# help with R project

The project
should be a concisely, nicely written report of at least 10 pages.
Reports should be written in Rstudio as an .Rnw ﬁle. You should submit a
pdf of your report and the R file used to generate your entire report.

Remark: The pdf will be the the main source for the grade, however,
the submitted underlying .Rnw ﬁle must be compile-able and correct.

In the end, the reports should contain

• Graphs done in R
• Results of your computation with R
• Inferential statistics done with R
• Explanation/interpretation of your ﬁndings/results.

Think of the report as a ”Real life project” which you do for a
company. This means that the reports should be presented nicely and
readable for persons with little statistic knowledge (so make sure you
clearly explain why you did what you did). Present your results so that someone would be interested in reading them.
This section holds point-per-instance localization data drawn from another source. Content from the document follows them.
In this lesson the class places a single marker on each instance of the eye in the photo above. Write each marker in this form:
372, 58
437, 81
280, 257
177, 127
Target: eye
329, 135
In addition to the charts you’ve already included, you should now:

• Calculate (and test) the correlation between two appropriate
variables. Compute the linear regression for the related pair, plot the
scatter plot together with the linear regression and explain the
ﬁndings.
• Run an additional, multivariate linear regression, by adding at
least one additional independent variable. The additional variable maybe
numeric or you can create a “dummy” variable by coding a
binary categorical variable with 0s and 1s. Discuss which independent
variables are significant. Discuss each coefficient, and briefly discuss
what it all means.
• Compute a 95% conﬁdence interval for the parameter, p, of a
categorical variable with two outcomes. Explain what the conﬁdence
interval is in general, and discuss what your result means explicitly.
• Compare the conﬁdence intervals of the mean incomes of two subgroups
(e.g. male vs female, college vs no college, etc.). Choose subgroups
that best suit the other points of your project you discussed so far.
Interpret the result.
• Test the diﬀerence of two means of two populations. Make sure to
also run a test of two variances to see how to address the variance of
the two populations when testing the means.
• Use the R function prop.test() to compare two proportions. Interpret your results.
• Use the R function chisq.test() to test two nominal variables for independence. Interpret your results.